Ovarian Sertoli-Leydig cell tumors. A clinicopathological analysis of 207 cases.

Authors
  • Young, R H
  • Scully, R E
Type
Published Article
Journal
The American Journal of Surgical Pathology
Publisher
Ovid Technologies (Wolters Kluwer) - Lippincott Williams & Wilkins
Publication Date
Aug 01, 1985
Volume
9
Issue
8
Pages
543–569
Identifiers
PMID: 3911780
Source
Medline
License
Unknown

Abstract

The clinical and pathological features of 207 ovarian Sertoli-Leydig cell tumors from our consultation and hospital files were reviewed.

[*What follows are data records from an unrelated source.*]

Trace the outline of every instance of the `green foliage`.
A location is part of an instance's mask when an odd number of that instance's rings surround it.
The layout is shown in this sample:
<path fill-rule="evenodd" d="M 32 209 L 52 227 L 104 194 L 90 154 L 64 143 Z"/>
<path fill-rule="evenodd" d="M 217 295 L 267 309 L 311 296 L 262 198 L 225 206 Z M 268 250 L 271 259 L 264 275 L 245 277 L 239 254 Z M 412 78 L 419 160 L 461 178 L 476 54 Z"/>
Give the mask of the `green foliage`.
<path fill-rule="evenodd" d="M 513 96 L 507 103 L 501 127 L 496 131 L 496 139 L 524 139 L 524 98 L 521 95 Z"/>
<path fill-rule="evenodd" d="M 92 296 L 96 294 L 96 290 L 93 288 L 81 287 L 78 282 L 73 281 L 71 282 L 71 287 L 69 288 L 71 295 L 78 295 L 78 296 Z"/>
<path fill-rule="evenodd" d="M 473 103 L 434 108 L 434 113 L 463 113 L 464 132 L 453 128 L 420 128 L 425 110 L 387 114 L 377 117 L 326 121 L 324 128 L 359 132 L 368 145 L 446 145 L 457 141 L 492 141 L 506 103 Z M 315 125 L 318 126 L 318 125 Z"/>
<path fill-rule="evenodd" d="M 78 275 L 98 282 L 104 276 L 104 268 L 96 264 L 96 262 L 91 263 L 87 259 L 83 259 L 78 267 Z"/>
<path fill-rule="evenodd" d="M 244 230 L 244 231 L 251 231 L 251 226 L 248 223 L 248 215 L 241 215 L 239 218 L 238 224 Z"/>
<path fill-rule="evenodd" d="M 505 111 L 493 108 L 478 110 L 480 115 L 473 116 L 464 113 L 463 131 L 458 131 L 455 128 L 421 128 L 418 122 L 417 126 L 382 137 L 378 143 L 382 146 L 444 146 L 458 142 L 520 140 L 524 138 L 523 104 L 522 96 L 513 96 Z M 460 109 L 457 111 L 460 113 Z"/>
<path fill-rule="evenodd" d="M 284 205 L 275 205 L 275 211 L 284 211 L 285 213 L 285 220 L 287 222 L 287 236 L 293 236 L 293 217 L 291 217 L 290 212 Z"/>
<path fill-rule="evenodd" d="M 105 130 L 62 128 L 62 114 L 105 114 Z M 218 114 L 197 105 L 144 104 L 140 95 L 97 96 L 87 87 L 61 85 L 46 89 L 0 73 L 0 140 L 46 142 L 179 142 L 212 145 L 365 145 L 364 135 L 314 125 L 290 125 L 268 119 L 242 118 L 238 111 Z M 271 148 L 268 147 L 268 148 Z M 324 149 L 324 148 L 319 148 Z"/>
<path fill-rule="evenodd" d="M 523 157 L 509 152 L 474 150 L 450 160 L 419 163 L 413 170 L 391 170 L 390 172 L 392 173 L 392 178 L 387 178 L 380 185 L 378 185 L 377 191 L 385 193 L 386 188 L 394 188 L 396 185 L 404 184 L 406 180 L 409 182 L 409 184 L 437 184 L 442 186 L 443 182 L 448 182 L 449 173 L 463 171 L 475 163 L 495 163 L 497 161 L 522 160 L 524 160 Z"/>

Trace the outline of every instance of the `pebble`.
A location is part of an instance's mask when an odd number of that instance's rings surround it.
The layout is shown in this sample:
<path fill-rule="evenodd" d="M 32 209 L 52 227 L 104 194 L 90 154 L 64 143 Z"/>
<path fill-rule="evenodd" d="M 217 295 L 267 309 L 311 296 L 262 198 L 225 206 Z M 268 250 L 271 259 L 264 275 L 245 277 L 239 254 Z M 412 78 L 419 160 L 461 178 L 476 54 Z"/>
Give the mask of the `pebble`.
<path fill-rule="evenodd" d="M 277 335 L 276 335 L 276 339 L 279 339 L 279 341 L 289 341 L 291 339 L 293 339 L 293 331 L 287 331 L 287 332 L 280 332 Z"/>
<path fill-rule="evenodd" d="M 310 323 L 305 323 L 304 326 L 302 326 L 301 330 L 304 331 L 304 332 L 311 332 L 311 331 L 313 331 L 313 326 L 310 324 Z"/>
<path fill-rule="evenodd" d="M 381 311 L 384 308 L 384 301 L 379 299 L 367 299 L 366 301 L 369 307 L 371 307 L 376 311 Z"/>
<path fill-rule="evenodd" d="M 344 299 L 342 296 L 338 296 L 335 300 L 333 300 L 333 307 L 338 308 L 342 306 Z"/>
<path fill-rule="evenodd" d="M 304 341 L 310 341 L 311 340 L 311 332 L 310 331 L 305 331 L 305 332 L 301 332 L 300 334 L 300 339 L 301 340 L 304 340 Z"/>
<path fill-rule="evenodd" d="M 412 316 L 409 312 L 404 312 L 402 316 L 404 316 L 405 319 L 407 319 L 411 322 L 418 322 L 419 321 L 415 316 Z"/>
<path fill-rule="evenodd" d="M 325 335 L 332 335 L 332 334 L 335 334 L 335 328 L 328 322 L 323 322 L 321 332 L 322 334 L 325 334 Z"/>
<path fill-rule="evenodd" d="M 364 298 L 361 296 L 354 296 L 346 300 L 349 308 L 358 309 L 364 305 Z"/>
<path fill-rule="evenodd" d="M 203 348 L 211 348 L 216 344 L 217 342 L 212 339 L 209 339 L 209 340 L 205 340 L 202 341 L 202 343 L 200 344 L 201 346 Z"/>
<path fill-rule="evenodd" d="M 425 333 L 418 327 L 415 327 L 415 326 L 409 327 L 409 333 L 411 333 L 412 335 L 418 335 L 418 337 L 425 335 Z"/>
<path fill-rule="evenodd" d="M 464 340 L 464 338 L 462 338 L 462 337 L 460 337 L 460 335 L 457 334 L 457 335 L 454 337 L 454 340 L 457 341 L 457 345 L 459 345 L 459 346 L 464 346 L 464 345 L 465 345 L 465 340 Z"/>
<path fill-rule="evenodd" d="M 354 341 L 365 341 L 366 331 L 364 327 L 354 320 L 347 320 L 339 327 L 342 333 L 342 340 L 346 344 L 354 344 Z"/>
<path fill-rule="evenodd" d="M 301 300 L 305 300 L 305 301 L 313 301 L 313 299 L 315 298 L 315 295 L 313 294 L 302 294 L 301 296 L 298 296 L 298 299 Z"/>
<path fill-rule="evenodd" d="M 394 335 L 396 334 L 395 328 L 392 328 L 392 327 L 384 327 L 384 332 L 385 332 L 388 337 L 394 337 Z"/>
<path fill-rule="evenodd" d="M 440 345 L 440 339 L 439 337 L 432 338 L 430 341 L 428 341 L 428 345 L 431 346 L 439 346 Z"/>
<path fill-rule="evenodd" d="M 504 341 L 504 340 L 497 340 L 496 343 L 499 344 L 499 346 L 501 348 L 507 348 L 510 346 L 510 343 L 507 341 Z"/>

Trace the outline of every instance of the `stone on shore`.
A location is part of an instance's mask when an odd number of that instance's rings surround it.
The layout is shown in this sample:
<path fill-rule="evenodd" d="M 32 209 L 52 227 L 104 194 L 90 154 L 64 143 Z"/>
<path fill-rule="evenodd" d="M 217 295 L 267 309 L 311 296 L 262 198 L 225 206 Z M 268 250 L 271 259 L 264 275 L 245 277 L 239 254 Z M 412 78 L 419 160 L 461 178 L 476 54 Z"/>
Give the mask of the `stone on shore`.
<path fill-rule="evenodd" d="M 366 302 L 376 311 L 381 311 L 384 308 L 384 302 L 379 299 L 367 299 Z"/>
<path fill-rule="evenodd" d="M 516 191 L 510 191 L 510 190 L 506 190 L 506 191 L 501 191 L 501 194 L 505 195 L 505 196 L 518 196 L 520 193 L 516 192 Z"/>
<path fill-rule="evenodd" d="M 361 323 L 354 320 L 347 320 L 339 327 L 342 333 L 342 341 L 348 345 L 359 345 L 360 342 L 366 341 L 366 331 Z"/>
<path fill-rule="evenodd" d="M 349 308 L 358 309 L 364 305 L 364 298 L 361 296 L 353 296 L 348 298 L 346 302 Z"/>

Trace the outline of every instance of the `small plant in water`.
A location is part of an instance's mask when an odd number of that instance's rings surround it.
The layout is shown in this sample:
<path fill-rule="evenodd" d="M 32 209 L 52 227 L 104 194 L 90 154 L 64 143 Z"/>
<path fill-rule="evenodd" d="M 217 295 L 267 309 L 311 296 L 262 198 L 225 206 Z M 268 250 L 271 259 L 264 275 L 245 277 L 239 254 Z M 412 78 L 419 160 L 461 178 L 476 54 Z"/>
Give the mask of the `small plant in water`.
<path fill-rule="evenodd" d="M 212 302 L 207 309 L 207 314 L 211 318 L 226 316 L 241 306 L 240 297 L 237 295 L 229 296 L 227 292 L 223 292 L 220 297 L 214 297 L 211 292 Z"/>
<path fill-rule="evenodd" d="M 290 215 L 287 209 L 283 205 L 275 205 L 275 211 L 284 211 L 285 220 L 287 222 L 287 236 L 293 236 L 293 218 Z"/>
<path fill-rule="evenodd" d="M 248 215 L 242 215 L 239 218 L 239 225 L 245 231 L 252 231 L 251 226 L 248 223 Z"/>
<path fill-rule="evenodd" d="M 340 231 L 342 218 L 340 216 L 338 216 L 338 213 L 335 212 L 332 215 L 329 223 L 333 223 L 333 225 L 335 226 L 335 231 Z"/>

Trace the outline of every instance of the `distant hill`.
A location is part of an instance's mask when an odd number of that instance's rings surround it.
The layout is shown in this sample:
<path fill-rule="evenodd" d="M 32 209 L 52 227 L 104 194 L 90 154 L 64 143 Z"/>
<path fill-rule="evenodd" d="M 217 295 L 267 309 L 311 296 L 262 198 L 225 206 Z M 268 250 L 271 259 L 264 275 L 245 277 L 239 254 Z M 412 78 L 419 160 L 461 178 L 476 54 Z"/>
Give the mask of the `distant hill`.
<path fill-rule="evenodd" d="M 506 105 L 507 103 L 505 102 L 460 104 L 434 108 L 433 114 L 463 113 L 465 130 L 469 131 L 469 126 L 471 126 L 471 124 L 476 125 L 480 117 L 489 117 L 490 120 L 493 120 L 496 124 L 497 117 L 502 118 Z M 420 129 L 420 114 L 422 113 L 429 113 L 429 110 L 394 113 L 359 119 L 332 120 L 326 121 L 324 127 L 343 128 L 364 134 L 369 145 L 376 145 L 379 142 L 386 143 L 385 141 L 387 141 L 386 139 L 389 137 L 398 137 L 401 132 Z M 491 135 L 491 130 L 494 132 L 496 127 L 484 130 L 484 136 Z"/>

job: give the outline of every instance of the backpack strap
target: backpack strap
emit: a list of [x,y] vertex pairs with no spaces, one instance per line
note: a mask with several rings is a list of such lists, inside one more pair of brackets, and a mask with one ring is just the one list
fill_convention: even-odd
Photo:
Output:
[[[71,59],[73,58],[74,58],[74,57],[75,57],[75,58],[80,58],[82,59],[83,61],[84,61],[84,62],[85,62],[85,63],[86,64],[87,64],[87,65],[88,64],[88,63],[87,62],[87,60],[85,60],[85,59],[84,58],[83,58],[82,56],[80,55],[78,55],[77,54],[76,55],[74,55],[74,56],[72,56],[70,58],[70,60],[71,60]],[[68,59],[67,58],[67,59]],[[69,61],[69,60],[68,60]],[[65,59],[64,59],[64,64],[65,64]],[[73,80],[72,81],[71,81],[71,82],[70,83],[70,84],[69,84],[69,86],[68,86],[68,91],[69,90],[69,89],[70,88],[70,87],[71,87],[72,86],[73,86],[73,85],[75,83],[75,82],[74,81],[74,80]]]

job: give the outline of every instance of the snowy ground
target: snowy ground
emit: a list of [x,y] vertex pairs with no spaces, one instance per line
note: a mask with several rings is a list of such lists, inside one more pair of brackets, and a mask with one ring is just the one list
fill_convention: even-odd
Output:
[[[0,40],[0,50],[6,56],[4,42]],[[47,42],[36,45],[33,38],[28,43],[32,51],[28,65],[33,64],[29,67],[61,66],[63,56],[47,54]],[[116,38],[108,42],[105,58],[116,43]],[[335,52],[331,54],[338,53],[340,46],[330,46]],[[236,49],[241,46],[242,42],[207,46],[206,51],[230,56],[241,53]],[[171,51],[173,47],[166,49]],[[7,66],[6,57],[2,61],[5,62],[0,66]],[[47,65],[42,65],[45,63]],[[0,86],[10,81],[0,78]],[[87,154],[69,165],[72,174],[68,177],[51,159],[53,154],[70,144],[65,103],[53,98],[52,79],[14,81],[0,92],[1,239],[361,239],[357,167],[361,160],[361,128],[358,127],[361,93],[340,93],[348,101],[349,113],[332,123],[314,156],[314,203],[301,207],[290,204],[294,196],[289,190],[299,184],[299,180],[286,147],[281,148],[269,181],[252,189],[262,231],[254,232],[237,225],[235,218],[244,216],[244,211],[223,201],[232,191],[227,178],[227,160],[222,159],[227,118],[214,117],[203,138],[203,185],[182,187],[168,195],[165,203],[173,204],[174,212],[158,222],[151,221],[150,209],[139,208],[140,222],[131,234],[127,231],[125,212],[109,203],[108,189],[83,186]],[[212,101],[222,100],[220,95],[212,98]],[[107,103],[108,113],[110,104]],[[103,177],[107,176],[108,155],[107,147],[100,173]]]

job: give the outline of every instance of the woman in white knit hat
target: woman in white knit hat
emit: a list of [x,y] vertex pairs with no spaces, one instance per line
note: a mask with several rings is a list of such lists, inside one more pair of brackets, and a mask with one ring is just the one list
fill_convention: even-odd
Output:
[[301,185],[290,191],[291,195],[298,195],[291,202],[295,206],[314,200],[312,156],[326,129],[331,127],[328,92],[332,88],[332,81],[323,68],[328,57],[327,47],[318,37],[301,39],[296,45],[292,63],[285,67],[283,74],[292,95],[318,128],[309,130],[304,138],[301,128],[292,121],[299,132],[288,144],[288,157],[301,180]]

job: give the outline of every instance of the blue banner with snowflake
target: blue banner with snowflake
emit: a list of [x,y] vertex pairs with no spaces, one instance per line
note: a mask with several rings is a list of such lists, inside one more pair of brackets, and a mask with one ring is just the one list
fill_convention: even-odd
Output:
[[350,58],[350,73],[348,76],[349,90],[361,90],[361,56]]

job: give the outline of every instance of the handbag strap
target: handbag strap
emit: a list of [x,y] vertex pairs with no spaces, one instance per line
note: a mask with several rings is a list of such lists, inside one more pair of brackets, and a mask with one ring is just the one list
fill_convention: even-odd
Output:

The patients ranged in age from 2 to 75 (average 25) years. Seventy-five percent of them were 30 years of age or younger and less than 10% were over 50 years of age. One-third of the patients presented because of unequivocal evidence of androgen excess, and an additional 10% had a history suggesting androgen excess; most of the remaining patients complained of abdominal swelling or pain. At operation, 97.5% of the tumors were Stage I, 1.5% were Stage II, and 1% were Stage III. Both ovaries were involved in 1.5% of the cases. The tumors ranged from microscopic to 51 cm in diameter (average 13.5 cm); 15% of them were ruptured. Thirty-eight percent of the tumors were solid, 58% were solid and cystic, and 4% were cystic. The solid tissue was typically lobulated and yellow. On microscopic examination, 11% of the tumors were well differentiated, 54% were of intermediate differentiation, 13% were poorly differentiated, and 22% contained heterologous elements according to the criteria of the World Health Organization; a prominent retiform pattern was present in 15% of them. Follow-up was obtained for 164 patients. The tumor was clinically malignant in 18% of them. The prognosis correlated most meaningfully with the stage and degree of differentiation of the tumor. The high-stage tumors were all clinically malignant. All the well-differentiated tumors were benign, but 11% of those of intermediate differentiation, 59% of the poorly differentiated tumors, and 19% of those with heterologous elements were malignant. In a few cases radiation therapy, chemotherapy, or a combination of the two, in addition to surgical excision, was of benefit in the management of the malignant tumors.